Ashok Leyland (AL) is the second-largest Commercial Vehicle (CV) manufacturer in India. It has a strong presence in the truck segment with a market share of 29% as of FY21.

* Q4FY21 revenue grew by 45%QoQ due to recovery in the volume by 32%. This was largely attributed to the pick in the construction activities & E-Commerce business (LCV segment).

* Despite steep increase in RM price, on a sequential basis margin expanded by 230bps, on the back of revenue enhancement and operational efficiency.

* We expect the economic activities to recover gradually at current level and expect meaningful pick up by H2FY22, due to seasonally strong quarters and opening up of restrictions.

* We believe AL is likely to gain market share owing to new trucks in the modular platform & through LCV brand Bada Dost.

* Positively, AL is carrying robust capex plan in Electric vehicle under the UK Subsidiary ‘Switch’ and to use India as an export hub.

* Considering the positive announcement by the company and Govt.’s intent to kick start the Infra development, we except the valuation to continue at current level, and reiterate our buy rating.

 

Volume to pick up gradually..

Q4FY21 revenue grew by 45%QoQ due to recovery in the volume by 32%. This was largely attributed to the pick in the construction activities & E-Commerce business (LCV segment).

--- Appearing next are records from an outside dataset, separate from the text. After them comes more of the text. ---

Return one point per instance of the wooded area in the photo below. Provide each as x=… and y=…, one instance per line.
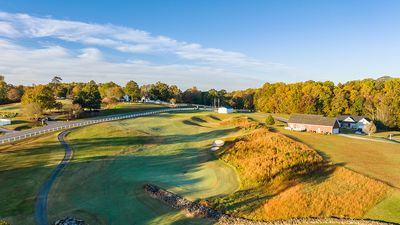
x=378, y=99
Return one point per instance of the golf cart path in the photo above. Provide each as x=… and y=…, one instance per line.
x=41, y=199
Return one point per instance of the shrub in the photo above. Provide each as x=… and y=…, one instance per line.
x=369, y=128
x=33, y=111
x=270, y=120
x=8, y=114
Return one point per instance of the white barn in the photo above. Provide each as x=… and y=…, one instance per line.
x=225, y=110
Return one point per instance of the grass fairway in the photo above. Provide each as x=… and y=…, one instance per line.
x=23, y=169
x=112, y=161
x=374, y=159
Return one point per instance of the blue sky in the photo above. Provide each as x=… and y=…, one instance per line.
x=211, y=44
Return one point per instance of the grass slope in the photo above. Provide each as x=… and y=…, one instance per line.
x=112, y=161
x=23, y=169
x=282, y=179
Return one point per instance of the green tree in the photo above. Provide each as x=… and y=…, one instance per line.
x=176, y=93
x=2, y=222
x=32, y=110
x=192, y=96
x=14, y=94
x=160, y=91
x=3, y=92
x=269, y=120
x=132, y=90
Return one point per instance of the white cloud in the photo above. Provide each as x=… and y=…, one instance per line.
x=119, y=38
x=192, y=64
x=29, y=65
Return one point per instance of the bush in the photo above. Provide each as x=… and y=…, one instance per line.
x=369, y=129
x=270, y=120
x=8, y=114
x=33, y=111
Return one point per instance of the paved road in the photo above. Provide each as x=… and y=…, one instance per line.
x=41, y=200
x=11, y=137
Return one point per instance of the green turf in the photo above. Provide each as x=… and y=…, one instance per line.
x=23, y=169
x=112, y=161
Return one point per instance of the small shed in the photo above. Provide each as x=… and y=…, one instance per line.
x=5, y=122
x=313, y=123
x=225, y=110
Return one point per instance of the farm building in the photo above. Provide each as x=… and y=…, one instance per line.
x=225, y=110
x=353, y=122
x=313, y=123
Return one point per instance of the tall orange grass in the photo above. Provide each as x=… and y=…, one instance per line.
x=282, y=178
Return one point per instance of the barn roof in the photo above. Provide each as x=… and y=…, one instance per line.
x=312, y=119
x=355, y=118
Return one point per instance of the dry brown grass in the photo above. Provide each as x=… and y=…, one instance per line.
x=240, y=121
x=282, y=178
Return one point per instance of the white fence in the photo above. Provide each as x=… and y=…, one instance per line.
x=40, y=131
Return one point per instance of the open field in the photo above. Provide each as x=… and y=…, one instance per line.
x=377, y=160
x=22, y=123
x=23, y=169
x=283, y=179
x=114, y=160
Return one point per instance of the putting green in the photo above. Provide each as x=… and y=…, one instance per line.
x=112, y=161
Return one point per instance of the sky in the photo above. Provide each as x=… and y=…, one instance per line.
x=222, y=44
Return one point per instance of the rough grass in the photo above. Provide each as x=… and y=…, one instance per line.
x=240, y=121
x=23, y=169
x=342, y=194
x=263, y=156
x=282, y=178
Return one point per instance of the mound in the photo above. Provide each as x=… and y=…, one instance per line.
x=240, y=121
x=282, y=178
x=342, y=194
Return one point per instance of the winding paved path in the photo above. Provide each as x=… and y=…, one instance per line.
x=41, y=199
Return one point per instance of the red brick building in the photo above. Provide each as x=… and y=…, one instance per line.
x=313, y=123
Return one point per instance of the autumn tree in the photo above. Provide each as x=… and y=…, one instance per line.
x=132, y=90
x=175, y=93
x=32, y=110
x=192, y=96
x=14, y=94
x=369, y=128
x=42, y=95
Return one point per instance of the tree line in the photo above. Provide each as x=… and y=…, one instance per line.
x=378, y=99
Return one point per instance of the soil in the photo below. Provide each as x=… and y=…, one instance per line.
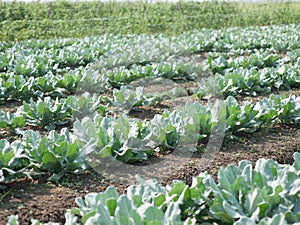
x=37, y=198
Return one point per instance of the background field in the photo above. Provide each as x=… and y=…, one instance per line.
x=20, y=21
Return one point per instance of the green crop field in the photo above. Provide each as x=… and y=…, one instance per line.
x=89, y=91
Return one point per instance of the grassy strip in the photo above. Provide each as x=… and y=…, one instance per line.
x=20, y=21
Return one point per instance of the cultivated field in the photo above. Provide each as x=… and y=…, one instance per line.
x=210, y=115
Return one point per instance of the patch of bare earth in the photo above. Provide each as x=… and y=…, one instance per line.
x=45, y=201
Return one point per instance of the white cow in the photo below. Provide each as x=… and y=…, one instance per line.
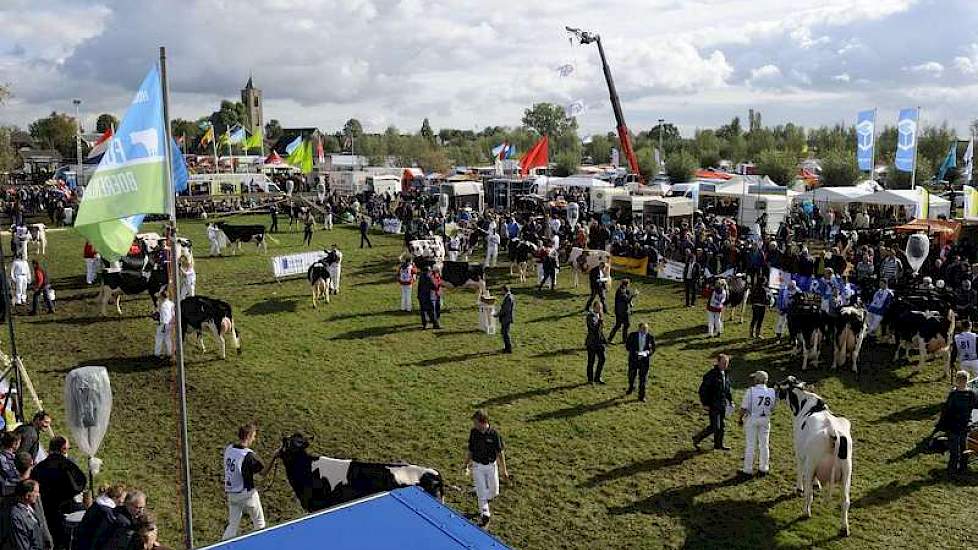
x=823, y=445
x=583, y=260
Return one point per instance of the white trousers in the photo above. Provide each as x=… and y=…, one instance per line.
x=486, y=479
x=757, y=432
x=781, y=324
x=163, y=340
x=20, y=290
x=246, y=503
x=714, y=323
x=971, y=367
x=873, y=322
x=91, y=268
x=405, y=297
x=491, y=253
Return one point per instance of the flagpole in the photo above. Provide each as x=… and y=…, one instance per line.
x=913, y=166
x=177, y=321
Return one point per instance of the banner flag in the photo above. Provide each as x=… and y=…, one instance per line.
x=906, y=140
x=635, y=266
x=865, y=139
x=970, y=202
x=950, y=161
x=130, y=181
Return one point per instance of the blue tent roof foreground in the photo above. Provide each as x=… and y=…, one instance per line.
x=404, y=519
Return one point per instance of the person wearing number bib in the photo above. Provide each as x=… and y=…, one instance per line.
x=965, y=344
x=240, y=466
x=758, y=405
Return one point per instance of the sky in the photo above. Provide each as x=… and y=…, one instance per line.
x=466, y=64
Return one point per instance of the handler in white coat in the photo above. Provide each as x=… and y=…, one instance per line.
x=164, y=327
x=755, y=415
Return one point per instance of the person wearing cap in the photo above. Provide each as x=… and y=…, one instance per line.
x=757, y=406
x=485, y=459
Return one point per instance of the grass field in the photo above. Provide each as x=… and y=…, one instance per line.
x=592, y=469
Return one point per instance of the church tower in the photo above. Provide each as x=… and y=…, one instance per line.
x=251, y=98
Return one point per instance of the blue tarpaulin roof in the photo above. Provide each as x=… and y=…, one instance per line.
x=405, y=519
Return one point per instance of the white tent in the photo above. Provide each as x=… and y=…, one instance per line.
x=908, y=198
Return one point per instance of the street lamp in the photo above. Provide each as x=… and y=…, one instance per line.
x=78, y=174
x=662, y=154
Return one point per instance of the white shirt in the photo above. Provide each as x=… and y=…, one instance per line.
x=966, y=344
x=759, y=401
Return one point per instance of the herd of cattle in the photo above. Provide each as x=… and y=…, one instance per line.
x=919, y=319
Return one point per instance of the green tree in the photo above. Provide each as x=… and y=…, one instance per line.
x=839, y=169
x=426, y=133
x=106, y=121
x=680, y=167
x=548, y=119
x=273, y=130
x=57, y=132
x=780, y=166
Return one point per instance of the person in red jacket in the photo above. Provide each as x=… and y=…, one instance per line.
x=42, y=287
x=91, y=263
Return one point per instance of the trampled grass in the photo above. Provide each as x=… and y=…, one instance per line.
x=592, y=469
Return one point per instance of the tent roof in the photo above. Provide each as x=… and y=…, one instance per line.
x=406, y=518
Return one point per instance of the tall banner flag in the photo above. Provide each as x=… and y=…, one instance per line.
x=130, y=181
x=866, y=140
x=923, y=203
x=970, y=202
x=950, y=161
x=906, y=140
x=968, y=159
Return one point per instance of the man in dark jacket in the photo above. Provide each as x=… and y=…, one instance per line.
x=692, y=273
x=623, y=309
x=61, y=481
x=715, y=397
x=954, y=421
x=505, y=316
x=640, y=346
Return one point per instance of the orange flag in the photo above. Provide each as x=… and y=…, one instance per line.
x=537, y=156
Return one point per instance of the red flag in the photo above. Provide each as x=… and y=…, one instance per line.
x=536, y=157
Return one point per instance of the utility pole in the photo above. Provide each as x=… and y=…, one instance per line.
x=79, y=176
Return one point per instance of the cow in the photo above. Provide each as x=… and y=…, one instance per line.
x=122, y=279
x=930, y=332
x=199, y=312
x=806, y=327
x=823, y=445
x=318, y=275
x=321, y=482
x=520, y=252
x=850, y=330
x=583, y=260
x=237, y=234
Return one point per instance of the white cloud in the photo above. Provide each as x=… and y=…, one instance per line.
x=930, y=68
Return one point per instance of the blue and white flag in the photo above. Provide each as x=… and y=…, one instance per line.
x=906, y=140
x=292, y=146
x=865, y=139
x=237, y=135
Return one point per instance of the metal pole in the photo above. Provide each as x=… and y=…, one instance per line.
x=175, y=291
x=79, y=175
x=8, y=307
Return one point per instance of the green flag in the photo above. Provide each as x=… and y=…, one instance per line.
x=301, y=157
x=131, y=178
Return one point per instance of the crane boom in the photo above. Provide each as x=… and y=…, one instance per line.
x=623, y=135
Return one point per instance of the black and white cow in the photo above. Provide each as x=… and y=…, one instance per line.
x=199, y=312
x=850, y=330
x=823, y=445
x=121, y=279
x=806, y=326
x=237, y=234
x=320, y=482
x=318, y=275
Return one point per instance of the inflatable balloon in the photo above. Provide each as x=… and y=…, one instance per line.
x=918, y=246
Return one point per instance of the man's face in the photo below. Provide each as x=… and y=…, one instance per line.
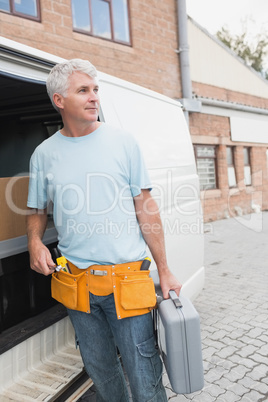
x=82, y=101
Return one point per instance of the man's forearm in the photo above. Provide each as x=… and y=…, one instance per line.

The growth in the Heavy vehicle segment was 58%QoQ and LCV segment came lower at 6%QoQ. Despite steep increase in RM price, on a sequential basis margin expanded by 230bps, on the back of revenue enhancement and operational efficiency. We expect the volume to pick gradually and revive strongly by H2FY22, owing to strong economic activity.

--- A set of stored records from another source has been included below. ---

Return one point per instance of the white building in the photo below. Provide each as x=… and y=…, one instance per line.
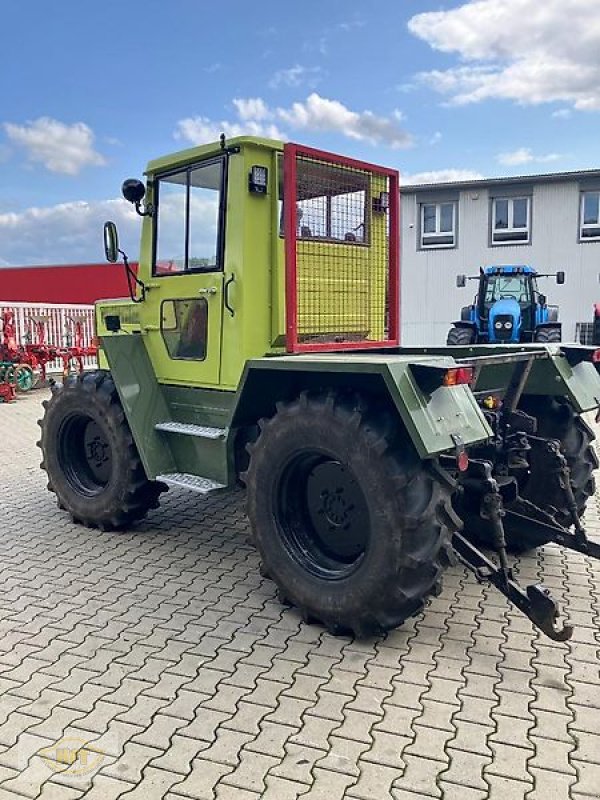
x=549, y=222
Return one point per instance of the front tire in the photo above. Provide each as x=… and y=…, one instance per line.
x=460, y=336
x=350, y=524
x=90, y=457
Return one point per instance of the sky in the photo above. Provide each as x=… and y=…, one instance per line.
x=91, y=91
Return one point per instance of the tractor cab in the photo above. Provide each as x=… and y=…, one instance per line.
x=507, y=302
x=253, y=247
x=508, y=308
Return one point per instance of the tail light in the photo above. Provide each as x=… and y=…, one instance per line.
x=458, y=377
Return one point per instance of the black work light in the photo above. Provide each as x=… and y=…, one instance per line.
x=258, y=179
x=381, y=203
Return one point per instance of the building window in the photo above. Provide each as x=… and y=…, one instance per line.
x=590, y=216
x=511, y=220
x=438, y=225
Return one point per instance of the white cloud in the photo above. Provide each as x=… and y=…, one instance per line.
x=201, y=130
x=524, y=155
x=315, y=114
x=252, y=108
x=318, y=113
x=66, y=233
x=59, y=147
x=520, y=50
x=441, y=176
x=296, y=76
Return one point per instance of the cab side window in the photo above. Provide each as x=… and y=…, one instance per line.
x=184, y=328
x=188, y=220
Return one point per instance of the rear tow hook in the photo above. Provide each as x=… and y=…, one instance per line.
x=535, y=601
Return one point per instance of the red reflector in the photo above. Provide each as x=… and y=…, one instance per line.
x=458, y=377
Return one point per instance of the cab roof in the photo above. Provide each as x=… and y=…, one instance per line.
x=506, y=269
x=192, y=154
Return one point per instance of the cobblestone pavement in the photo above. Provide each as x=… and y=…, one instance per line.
x=158, y=663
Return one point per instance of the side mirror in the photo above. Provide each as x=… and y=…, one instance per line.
x=133, y=190
x=111, y=242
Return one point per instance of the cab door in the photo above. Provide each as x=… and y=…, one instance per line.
x=182, y=314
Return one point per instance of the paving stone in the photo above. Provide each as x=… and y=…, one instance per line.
x=130, y=765
x=174, y=623
x=509, y=762
x=502, y=788
x=375, y=781
x=551, y=754
x=202, y=780
x=251, y=772
x=298, y=763
x=548, y=785
x=327, y=786
x=342, y=755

During Q4, AL’s market share in the truck segment came at 30% from 28.3% sequentially. The Bus segment to recover in the near term owing to opening up the restriction. Announcing in the budget for procuring 20000 buses will augur well for the CV Industry. AL inventory at plants level as on 31st March 2021 is 3400 units and network inventory is adequate to channelize sales at retail level. We believe the discounts will be down owing to demand pick & inventory correction.

 

Medium to long term triggers to remain

We expect the Govt.’s reform action to support growth in the medium to long term . In addition the company strategic initiative to consolidated all the electric mobility under the UK subsidiary ‘Switch’ (earlier ‘Optare’) will augur well for the company . On a medium term the entire electric vehicle business will move to switch , which will also develop EV specific platforms in buses and electric light commercial vehicles.

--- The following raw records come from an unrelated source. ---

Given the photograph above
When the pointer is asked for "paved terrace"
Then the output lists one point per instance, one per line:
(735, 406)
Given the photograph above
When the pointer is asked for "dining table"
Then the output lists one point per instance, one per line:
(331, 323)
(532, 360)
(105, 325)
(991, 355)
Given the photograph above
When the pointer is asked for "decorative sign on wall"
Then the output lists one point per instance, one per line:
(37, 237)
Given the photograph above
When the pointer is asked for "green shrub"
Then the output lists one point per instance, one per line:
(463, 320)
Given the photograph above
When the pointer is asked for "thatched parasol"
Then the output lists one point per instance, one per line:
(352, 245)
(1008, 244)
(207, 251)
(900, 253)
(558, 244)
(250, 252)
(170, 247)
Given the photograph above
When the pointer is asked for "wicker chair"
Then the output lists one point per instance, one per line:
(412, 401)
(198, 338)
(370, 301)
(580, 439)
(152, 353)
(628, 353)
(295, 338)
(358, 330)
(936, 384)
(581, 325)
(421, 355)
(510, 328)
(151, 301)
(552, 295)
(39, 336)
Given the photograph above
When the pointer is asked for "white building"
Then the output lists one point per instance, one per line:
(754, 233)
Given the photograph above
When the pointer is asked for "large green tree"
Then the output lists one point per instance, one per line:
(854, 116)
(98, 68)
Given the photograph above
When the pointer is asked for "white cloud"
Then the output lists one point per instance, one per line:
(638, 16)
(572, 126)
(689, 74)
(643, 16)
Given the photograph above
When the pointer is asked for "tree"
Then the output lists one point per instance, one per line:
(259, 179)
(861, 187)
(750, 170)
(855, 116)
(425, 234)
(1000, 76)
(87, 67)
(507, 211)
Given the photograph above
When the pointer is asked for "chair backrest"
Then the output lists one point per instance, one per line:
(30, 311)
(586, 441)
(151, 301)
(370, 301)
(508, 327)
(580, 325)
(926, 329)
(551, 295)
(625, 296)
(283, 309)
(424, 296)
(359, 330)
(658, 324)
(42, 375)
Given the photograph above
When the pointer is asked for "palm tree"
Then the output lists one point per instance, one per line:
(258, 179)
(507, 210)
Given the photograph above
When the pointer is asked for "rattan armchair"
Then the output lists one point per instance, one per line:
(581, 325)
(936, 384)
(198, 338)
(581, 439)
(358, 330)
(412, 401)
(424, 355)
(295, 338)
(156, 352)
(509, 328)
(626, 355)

AL’s already supplied E–buses to cities like Ahamedabad and Patna will move to Switch. We believe the domestic truck segment revival is largely depend upon the scrappage policy and faster execution of the infra projects. However, the near term headwinds due to higher steel price and non availability of semi conductors to put pressure on margin for an extended time.

 

Strong support from LCV business.

The company has been successful in gaining market share with products like Dost and its variants like Bada Dost, Avatar and Partner models giving a tough time to its competitors. In addition, the company’s has embarked a modular platform strategy to reduce the parts per vehicle. This could result in better economies of scale, production planning and improved supply chain management to reduce cost of the vehicle.

 

Valuations

We believe that the short term headwinds has been factored in the stock price and not expecting any meaningful decline as the volume numbers are currently at its low, and recover gradually with the opening up of restriction. We value AL at 12x EV/EBITDA on FY23E & reiterate our buy rating with a target of Rs145.